Floating Point in Assembly

CS 301: Assembly Language Programming Lecture, Dr. Lawlor

Intel's current main floating point unit is called SSE. This includes:

A brand new set of registers, xmm0 through xmm15. xmm0 is used to return values from functions, and as the first function argument. They're *all* scratch registers; a perfectly anarchist setup. Save things to memory before calling any functions, because everything can get trashed!
A brand new set of instructions, like "movss" and "addss".

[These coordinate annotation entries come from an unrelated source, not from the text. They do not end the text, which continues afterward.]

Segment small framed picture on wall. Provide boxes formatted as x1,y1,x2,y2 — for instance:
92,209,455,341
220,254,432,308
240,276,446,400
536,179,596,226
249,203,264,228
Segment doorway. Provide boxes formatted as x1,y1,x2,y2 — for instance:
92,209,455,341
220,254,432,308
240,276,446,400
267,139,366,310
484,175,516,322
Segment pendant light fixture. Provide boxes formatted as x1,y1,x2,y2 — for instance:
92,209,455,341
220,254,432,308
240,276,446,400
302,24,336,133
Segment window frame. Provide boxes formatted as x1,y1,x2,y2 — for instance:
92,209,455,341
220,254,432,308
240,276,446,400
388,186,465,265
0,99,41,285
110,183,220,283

Here's a typical use. For a function that returns "float", the compiler will expect the answer in xmm0:

movss xmm0,[a] ; load from memory
addss xmm0,xmm0 ; add to itself (double it)

ret ; Done with function

section .data
a: dd 1.234

(Try this in NetRun now!)

You can also call functions taking floats, like "print_float", which takes one argument in xmm0. Annoyingly, functions that take floats will crash if the stack is not aligned to a multiple of 16 bytes, so you need to allocate enough stack space to make that happen--in this case, main pushed an 8 byte return address, so we need to push 8 more bytes to get to a multiple of 16 bytes.

movss xmm0,[a] ; load from memory
addss xmm0,xmm0 ; add to itself (double it)

sub rsp,8 ; align stack for print_float
extern print_float
call print_float
add rsp,8 ; Clean up stack

ret ; Done with function

section .data
a: dd 1.234

(Try this in NetRun now!)

Because all the xmm registers are trashable, not preserved, you can't count on your value still being there after *any* function call. This means you need to save the value to the stack. The instruction "movaps" saves the whole xmm0 register to 16 bytes of memory, but careful! "movaps" will crash if the address you pass isn't a multiple of 16 bytes, an "aligned" address.

movss xmm0,[a] ; load from memory
addss xmm0,xmm0 ; add to itself (double it)

sub rsp,8+16 ; align stack, and leave space for xmm0
movaps [rsp],xmm0 ; save our xmm0
extern print_float
call print_float
movaps xmm0,[rsp] ; restore our xmm0
add rsp,8+16 ; Clean up stack

ret ; Done with function

section .data
a: dd 1.234

(Try this in NetRun now!)

You can also print floating point info by storing it to memory, and calling a memory-accessing function like farray_print:

movss xmm0,[a] ; load from memory
addss xmm0,xmm0 ; add to itself (double it)
movss [a],xmm0 ; store back to memory

mov rdi,a; address of our float
mov rsi,1; number of floats to print
sub rsp,8 ; align stack for farray_print
extern farray_print
call farray_print
add rsp,8    ; Clean up stack

ret ; Done with function

section .data
a: dd 1.234

(Try this in NetRun now!)

The full list of single-float instructions is below. There are also double precision instructions, ending in "sd", and some very interesting parallel instructions (we'll talk about these after the midterm).

	Instruction	Comments
Arithmetic	addss	sub, mul, div all work the same way
Compare	minss	max works the same way
Sqrt	sqrtss	Square root (sqrt), reciprocal (rcp), and reciprocal-square-root (rsqrt) all work the same way
Move	movss	Copy DWORD sized data to and from memory.
Convert	cvtss2si cvttss2si	Convert to ("2", get it?) Single Integer (si, stored in register like eax). "cvtt" versions do truncation (round toward zero, like C++ default); "cvt" versions round to nearest.
Compare to flags	ucomiss	Sets CPU flags like normal x86 "cmp" instruction, but from SSE registers. Use with "jb", "jbe", "je", "jae", or "ja" for normal comparisons (but not jl, jle, jg, or jge, for some reason). Sets "pf", the parity flag, if either input is a NaN.

Here's an example of using the instruction cvtss2si to convert to integer:

movss xmm3,[pi]; load up constant
addss xmm3,xmm3 ; add pi to itself
cvtss2si eax,xmm3 ; round to integer
ret
section .data
pi: dd 3.14159265358979 ; constant

(Try this in NetRun now!)

Here we're using ucomiss to compare two floats:

movss xmm3,[a]
ucomiss xmm3,[b]
jbe wejumped
mov eax, 1
ret

wejumped:
mov eax,3
ret

a: dd 1.23
b: dd 1.27

(Try this in NetRun now!)

Note that above we're using data declared with "dd" (data DWORD) and instructions ending in "ss" (scalar single-precision float), which corresponds to the C/C++ type "float" (4 bytes).

On 64-bit machines, the xmm registers are always available, and are the standard way to pass and return floating point values. CAUTION: On 32-bit machines, xmm is not used to pass or return floating point values (the old "floating point register stack" is used on 32 bit machines), and on really old machines (pre-Pentium) xmm may not even be available.